Sacerdote (1885-1973)

Nacimiento: San Adrián el Valle (León), 16 de febrero de 1885
Profesión religiosa: Sarrià, 13 de marzo de 1902
Ordenación sacerdotal: Salamanca, 24 de agosto de 1914
Defunción: Santander, 25 de agosto de 1973

Ingresó en el colegio de la calle Viñas de Santander. Fue el año en que don Rua hizo su primera visita a Santander. «De aquella ocasión no me acuerdo casi, solo sé que nos dio unas estampas, que hasta hace muy poco conservé; le besamos la mano y después dio, en la iglesia de la Compañía, una conferencia a los cooperadores».

Continuó los estudios de humanidades en la casa de Sarrià.
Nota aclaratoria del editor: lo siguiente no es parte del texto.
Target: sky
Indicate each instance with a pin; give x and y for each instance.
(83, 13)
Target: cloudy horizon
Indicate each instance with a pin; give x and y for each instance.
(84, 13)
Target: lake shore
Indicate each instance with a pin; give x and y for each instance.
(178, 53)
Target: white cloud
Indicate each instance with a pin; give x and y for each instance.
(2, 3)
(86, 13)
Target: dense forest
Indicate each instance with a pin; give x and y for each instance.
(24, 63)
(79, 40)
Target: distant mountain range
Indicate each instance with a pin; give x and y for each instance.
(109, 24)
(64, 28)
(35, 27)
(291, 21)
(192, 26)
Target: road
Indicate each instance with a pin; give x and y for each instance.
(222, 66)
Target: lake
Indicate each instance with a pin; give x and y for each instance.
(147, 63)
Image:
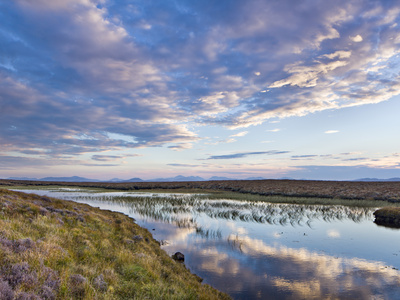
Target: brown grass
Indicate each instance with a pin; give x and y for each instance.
(55, 249)
(386, 191)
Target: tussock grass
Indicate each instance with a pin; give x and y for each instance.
(55, 249)
(388, 216)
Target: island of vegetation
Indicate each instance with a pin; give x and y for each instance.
(57, 249)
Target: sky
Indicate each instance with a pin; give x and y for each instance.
(103, 89)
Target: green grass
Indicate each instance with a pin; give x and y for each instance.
(72, 251)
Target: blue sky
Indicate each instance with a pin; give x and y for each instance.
(106, 88)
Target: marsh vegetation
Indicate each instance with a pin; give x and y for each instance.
(55, 249)
(251, 248)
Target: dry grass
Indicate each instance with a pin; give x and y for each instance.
(388, 216)
(386, 191)
(54, 249)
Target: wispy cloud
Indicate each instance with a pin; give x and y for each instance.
(331, 131)
(78, 77)
(245, 154)
(239, 134)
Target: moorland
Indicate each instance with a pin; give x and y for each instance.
(57, 249)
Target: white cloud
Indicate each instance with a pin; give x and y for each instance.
(239, 134)
(358, 38)
(331, 131)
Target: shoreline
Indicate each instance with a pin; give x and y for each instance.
(62, 249)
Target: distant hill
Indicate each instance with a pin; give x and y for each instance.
(221, 178)
(377, 179)
(22, 178)
(178, 178)
(69, 179)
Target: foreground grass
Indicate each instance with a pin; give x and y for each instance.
(55, 249)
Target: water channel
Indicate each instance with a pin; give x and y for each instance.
(260, 250)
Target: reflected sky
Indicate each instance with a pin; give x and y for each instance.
(277, 251)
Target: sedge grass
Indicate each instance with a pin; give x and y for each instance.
(59, 249)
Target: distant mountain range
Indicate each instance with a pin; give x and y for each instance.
(167, 179)
(378, 179)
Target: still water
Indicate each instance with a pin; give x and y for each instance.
(259, 250)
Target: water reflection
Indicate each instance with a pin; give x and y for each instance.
(275, 251)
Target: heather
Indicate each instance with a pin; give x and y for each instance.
(55, 249)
En la hoja donde anota fechas importantes tiene señalado el día 19 de octubre de 1902: «… cuando, el que era director del colegio (Santander-Viñas) don Ángel Tabarini, nos llevó a don Cirilo Sagastagoitia y a mí a Turín para que don Rua nos impusiese la sotana. El acto tuvo lugar en el antiguo despacho de Don Bosco, convertido en capilla».

En 1906 es profesor en el instituto salesiano de Vitoria-Gasteiz. Allí recibe una carta firmada por don Rua que conservará toda su vida. Recordará con verdadera satisfacción, hasta los últimos días, las anécdotas agradables de su trienio en Madrid y Salamanca; conservaba no solo fotografías de aquel tiempo, sino trabajos de sus discípulos, con algunos de los cuales seguía manteniendo frecuente correspondencia. Fue ordenado sacerdote en Salamanca el día 24 de agosto de 1914.
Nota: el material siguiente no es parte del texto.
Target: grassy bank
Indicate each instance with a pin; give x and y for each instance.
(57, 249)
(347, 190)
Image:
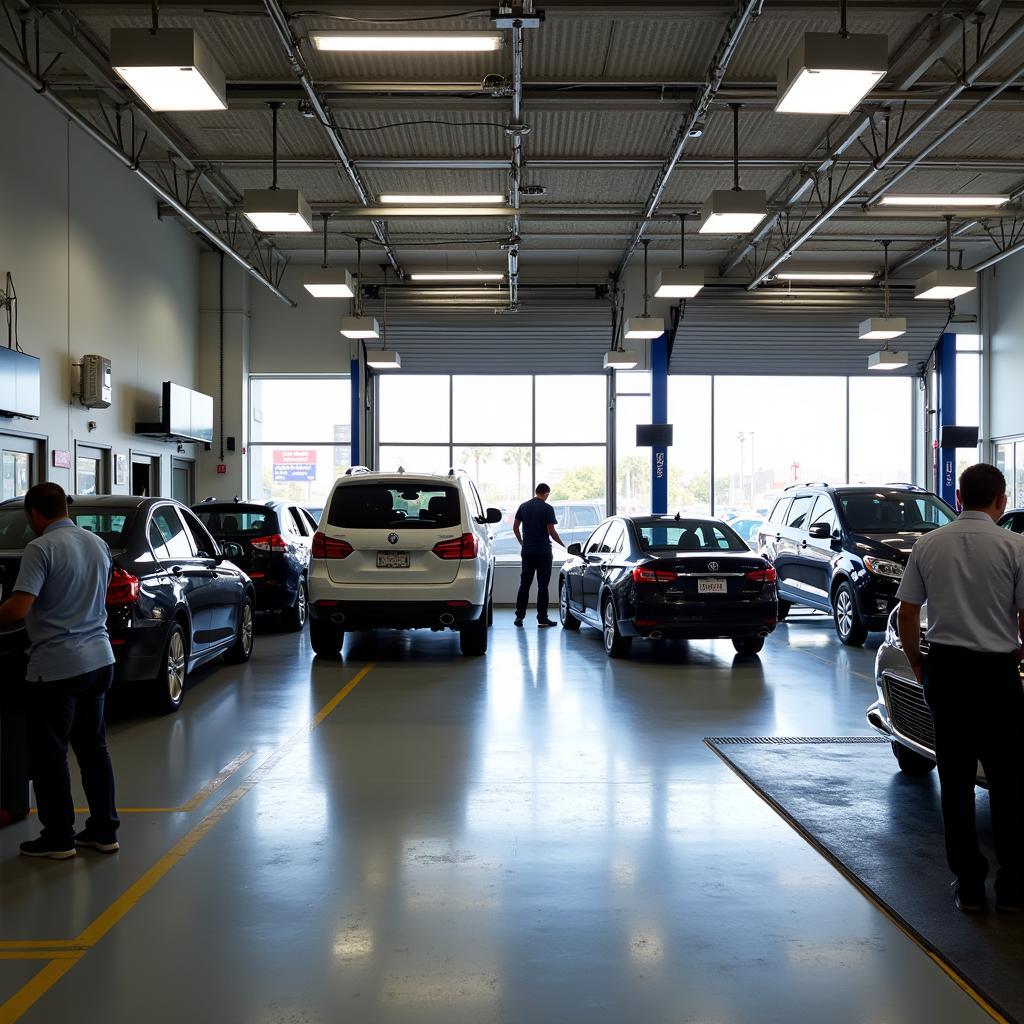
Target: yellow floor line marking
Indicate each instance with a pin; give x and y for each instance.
(53, 972)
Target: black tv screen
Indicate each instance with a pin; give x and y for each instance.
(18, 384)
(653, 435)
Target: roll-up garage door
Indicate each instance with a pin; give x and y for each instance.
(726, 331)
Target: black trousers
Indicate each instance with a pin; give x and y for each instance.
(978, 708)
(535, 563)
(64, 711)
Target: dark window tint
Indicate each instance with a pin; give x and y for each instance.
(374, 506)
(689, 535)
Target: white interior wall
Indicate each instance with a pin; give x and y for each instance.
(96, 272)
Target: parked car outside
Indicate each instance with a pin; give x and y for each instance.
(275, 539)
(668, 578)
(843, 550)
(402, 551)
(174, 601)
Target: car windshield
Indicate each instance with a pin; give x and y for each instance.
(15, 531)
(238, 519)
(385, 506)
(894, 511)
(689, 535)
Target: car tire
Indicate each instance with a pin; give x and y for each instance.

Ejerció el cargo de consejero en Santander y Barakaldo. Después, desempeñó el de catequista entre Orense y La Coruña. En 1929 fue destinado a Carabanchel Alto como administrador. En esta época, el señor inspector le nombró visitador de nuestros colegios, labor que realizó con precisión. En octubre de 1947, fue destinado a Santander. Veintiséis años duró su última etapa en esa casa, entregado especialmente al confesionario y a la clase.

El día 21 de junio de 1970 el Ministerio de Trabajo le concedió la Medalla de Plata al Mérito de Trabajo. Fue para él una inmensa alegría recibir este importantísimo galardón, aunque no se creía merecedor del mismo, ya que a lo largo de su vida —decía— no había hecho más que cumplir con su deber como ciudadano y sacerdote dedicado a la enseñanza.

Don Elías tenía una personalidad muy recia y original. Era agradable y atractivo en su conversación, que amenizaba con anécdotas de su vida. Cuando le preguntaban por su salud, siempre encontrábamos la misma respuesta: «Cada día estoy mejor, más sano, más fuerte y más robusto». Insaciable en el saber, su alcoba más parecía una biblioteca que una estancia para dormir. Era ingenioso y hábil. Manejaba herramientas de carpintero y de electricista, sobre todo cuando la edad no le permitía dedicarse tan intensamente al estudio y a la clase.

La enfermedad lo fue debilitando y aunque lograba recuperarse, finalmente falleció el día 25 de agosto de 1973, a los 88 años de edad.